For the first time since 2011, Greeks celebrate Independence Day and enjoy the school students and military parades without barriers. The new Greek government decision to remove barriers and allow people to attend the parades at close range has a strong symbolism aiming to demonstrate that neither the government is afraid of protests nor the people feel the need to protest austerity.
Crowds of people joined the school students’ parade yesterday and the military parade in downtown Athens today. No stiff lip, no riot police around, no metro stations closed to public.
Crowds were banned from coming close to parades and dignitaries, after angry anti-government and anti-austerity protesters had booed the President of the Republic Karolos Papoulias in Thessaloniki during the National Day parade in October 28th 2011.
After the parade, the President of the Republic, the Prime Minister and other dignitaries mingled with the people and showed that they were not afraid of the citizens, of angry crowds and anti-government demonstrators.
President Prokopis Pavlopoulos greets war veterans
Prime Minister Alexis Tsipras among the crowd.

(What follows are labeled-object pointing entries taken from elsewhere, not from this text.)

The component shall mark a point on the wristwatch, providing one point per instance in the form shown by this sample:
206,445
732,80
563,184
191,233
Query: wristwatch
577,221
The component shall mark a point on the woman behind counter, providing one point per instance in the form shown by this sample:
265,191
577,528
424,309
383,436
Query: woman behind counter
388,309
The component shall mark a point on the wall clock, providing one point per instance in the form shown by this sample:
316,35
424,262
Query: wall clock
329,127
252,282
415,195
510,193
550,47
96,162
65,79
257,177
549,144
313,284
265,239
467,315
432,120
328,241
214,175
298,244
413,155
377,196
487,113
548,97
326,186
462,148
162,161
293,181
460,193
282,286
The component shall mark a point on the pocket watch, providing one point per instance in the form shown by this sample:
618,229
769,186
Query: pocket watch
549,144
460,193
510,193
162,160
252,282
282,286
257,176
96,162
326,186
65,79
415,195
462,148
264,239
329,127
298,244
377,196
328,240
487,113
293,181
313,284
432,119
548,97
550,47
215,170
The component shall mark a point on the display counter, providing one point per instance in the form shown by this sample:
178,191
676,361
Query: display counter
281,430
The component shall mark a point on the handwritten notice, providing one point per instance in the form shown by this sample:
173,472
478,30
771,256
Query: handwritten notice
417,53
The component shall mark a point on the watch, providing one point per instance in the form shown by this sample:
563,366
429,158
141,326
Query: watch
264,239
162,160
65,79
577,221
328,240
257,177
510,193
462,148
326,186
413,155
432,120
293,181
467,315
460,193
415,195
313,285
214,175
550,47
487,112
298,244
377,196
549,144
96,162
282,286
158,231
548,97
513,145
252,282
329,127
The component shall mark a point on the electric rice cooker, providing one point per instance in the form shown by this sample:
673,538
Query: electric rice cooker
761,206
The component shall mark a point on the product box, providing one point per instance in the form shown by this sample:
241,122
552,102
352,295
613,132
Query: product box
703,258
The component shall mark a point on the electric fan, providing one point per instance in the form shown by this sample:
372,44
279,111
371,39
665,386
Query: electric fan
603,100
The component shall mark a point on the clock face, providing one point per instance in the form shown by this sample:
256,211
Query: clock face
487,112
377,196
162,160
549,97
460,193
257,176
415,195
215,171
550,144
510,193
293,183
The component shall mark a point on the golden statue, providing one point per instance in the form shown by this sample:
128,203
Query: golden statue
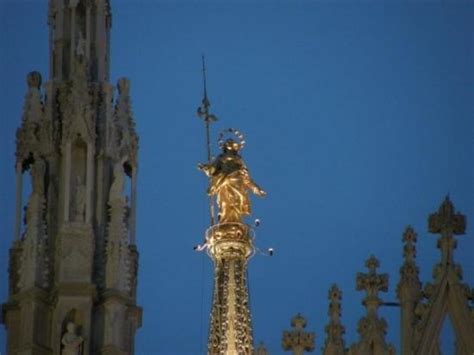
230,181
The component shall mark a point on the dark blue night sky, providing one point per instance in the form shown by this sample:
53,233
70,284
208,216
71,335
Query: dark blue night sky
359,120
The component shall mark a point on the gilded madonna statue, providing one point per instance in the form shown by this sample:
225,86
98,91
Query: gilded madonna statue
229,181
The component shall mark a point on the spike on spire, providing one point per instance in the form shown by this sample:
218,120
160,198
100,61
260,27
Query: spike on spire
334,344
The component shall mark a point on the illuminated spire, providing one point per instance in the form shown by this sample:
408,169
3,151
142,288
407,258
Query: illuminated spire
229,241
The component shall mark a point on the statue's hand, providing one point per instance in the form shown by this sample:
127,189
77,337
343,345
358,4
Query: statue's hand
260,192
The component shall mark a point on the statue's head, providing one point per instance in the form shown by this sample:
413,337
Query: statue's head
71,327
231,146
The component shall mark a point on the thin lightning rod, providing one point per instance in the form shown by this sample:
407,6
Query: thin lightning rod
203,112
204,76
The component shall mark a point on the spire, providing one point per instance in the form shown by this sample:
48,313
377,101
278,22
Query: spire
334,344
447,223
297,339
371,328
446,294
409,279
79,29
408,290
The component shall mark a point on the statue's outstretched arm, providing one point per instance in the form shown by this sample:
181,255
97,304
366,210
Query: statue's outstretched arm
257,190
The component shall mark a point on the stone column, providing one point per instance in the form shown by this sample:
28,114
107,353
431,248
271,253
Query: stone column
67,181
230,247
19,202
408,291
89,181
133,206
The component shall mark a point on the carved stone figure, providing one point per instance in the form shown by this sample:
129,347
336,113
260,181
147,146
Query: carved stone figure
37,176
80,200
81,45
72,343
230,181
116,190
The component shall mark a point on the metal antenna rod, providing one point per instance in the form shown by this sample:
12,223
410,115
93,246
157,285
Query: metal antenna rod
203,112
206,104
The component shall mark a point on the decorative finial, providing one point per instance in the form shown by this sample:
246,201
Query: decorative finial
334,343
447,223
260,350
373,283
297,340
371,328
33,79
230,181
409,285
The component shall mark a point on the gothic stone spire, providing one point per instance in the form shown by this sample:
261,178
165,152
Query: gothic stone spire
334,344
297,339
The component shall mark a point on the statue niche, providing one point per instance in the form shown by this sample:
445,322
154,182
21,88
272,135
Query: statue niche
34,207
71,342
78,202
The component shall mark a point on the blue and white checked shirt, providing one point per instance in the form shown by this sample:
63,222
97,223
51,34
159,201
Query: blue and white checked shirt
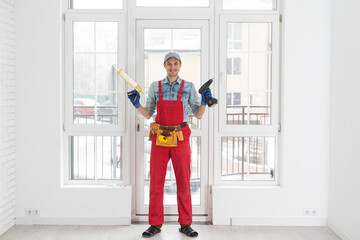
189,97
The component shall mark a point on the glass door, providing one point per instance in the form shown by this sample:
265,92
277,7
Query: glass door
154,39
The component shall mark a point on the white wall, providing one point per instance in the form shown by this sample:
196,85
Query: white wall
39,127
344,197
7,115
305,130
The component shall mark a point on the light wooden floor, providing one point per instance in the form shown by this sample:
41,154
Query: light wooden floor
169,232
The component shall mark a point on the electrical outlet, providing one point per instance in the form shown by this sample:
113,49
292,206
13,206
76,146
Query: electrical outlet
36,212
310,212
313,212
28,212
306,211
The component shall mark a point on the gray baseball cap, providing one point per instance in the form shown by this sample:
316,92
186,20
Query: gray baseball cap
172,54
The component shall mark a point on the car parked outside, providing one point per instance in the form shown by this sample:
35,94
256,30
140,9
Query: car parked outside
84,106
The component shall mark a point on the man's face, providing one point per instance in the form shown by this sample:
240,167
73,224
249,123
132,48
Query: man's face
172,66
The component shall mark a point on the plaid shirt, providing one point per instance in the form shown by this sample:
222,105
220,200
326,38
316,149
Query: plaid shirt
189,96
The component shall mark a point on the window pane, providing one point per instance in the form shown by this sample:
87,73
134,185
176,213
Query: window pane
259,109
101,152
189,39
260,72
157,42
105,80
95,83
156,39
107,108
249,4
84,72
248,158
83,37
237,66
84,108
251,74
106,36
96,4
172,3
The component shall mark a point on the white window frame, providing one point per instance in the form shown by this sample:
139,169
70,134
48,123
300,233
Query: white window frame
71,129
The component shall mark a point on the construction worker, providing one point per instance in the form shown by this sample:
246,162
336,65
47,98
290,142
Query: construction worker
171,98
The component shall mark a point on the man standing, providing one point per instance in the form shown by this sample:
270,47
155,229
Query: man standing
171,98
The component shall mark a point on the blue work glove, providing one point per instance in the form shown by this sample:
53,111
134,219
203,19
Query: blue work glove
134,97
205,93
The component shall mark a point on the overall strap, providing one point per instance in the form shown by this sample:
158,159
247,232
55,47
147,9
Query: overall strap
160,92
180,91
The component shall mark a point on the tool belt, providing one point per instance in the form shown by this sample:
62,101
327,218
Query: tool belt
167,136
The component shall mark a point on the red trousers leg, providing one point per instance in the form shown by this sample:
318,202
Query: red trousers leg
181,160
159,159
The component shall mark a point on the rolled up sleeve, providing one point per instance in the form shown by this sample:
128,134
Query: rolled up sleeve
151,100
194,99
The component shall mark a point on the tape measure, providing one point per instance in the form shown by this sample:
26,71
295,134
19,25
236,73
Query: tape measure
162,138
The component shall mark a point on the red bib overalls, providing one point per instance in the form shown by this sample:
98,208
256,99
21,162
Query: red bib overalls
170,113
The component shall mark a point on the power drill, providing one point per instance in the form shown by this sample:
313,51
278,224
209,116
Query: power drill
210,101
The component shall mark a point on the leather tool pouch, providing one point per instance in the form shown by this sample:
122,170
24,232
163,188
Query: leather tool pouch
164,136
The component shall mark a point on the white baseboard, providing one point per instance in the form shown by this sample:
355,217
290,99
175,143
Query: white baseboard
338,231
72,221
256,221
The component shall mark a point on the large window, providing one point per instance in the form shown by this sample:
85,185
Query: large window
249,54
241,53
94,110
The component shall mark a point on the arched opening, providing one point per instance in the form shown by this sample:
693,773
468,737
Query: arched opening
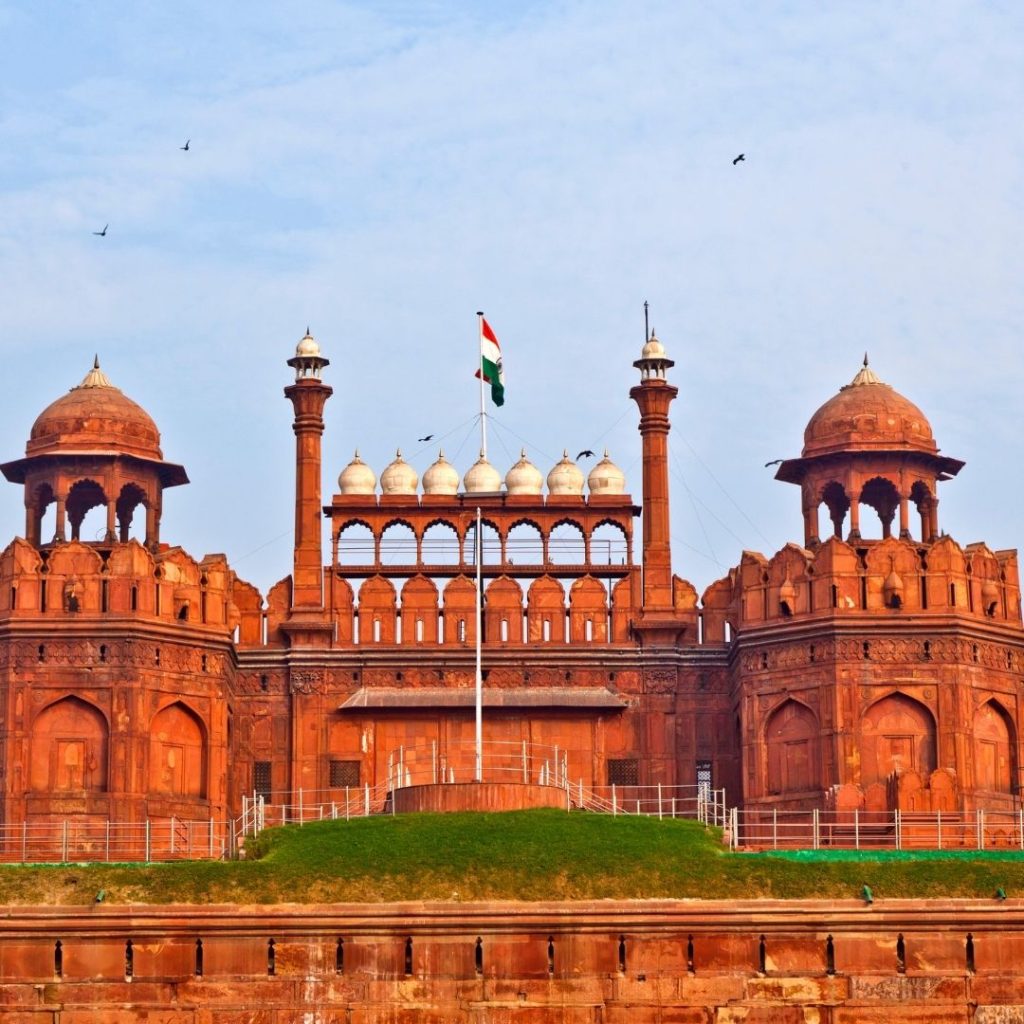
792,741
177,753
608,545
83,501
355,545
398,545
524,545
440,545
995,767
565,545
69,749
835,499
897,735
882,496
489,540
128,524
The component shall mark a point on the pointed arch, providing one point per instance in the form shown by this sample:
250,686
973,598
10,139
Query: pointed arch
177,752
994,748
792,741
897,735
69,748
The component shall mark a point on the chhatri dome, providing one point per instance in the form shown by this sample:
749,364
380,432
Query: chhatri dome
441,477
94,417
481,477
606,478
398,477
565,477
357,477
523,477
867,415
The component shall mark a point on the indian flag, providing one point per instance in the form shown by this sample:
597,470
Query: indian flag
491,363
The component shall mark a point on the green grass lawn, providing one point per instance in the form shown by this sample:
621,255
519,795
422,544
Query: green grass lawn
528,855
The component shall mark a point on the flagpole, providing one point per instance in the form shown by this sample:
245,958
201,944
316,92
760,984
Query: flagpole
479,367
479,671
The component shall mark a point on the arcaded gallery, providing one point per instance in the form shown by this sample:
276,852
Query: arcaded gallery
139,682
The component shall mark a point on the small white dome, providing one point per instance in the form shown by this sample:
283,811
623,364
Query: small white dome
357,477
441,477
399,477
481,477
565,477
523,477
653,349
606,478
307,347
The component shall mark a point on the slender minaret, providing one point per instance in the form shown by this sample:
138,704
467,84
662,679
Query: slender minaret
653,394
308,395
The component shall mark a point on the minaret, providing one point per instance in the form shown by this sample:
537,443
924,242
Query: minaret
653,394
308,395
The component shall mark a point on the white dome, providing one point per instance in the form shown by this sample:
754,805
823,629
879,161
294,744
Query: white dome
307,347
357,477
606,478
441,477
565,477
523,477
481,477
653,349
398,477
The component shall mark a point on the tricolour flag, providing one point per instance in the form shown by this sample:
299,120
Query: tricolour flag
491,364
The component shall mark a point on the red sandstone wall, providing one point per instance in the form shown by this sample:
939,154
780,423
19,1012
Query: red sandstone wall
600,963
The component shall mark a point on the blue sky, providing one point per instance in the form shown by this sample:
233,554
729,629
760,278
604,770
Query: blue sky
381,171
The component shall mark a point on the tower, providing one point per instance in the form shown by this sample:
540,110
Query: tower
308,395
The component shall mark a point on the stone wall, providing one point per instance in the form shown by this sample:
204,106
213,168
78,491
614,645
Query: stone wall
699,962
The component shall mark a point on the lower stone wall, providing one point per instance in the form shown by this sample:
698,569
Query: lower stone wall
672,963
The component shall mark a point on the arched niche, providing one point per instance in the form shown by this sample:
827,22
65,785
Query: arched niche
177,753
897,735
440,544
69,749
792,736
994,745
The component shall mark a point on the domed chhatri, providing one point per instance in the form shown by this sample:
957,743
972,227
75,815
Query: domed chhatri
565,477
481,478
523,477
356,477
398,477
866,414
441,477
94,417
606,478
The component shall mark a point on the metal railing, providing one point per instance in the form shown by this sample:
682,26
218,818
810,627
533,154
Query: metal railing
769,828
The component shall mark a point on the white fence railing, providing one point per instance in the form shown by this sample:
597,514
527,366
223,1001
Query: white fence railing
766,828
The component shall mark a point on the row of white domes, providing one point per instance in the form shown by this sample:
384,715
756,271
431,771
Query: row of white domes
481,477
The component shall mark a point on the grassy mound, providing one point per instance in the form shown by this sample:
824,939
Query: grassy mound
528,855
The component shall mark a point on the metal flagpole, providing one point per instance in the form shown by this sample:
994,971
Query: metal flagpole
479,672
479,367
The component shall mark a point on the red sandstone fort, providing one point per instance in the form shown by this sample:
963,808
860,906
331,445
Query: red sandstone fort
140,684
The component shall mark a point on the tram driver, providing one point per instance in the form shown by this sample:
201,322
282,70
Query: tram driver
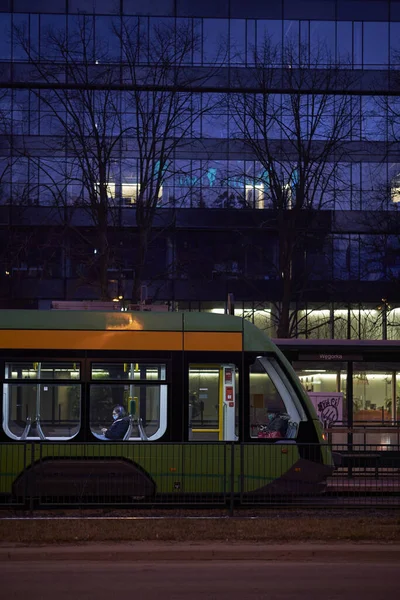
119,426
276,425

Child in traditional uniform among the press corps
Police was there in “discrete presence” and certainly no riot police squads around.
Video: military parade
The festive mood continued with an open dance festival organized by the Athens Municipality and the Defence ministry.
The open festival with traditional folks music and several dancing groups from all over Greece met some criticism, not only due to the cost. But also because some people reckoned the time of the colonels’ junta, when the Greek traditional folks music was over-displayed to demonstrate nationalism.
Soldiers distribute Greek flags to the crowd.
Nevertheless, the rain that has been falling since the morning kind of spoiled the mood of social and political cohesion.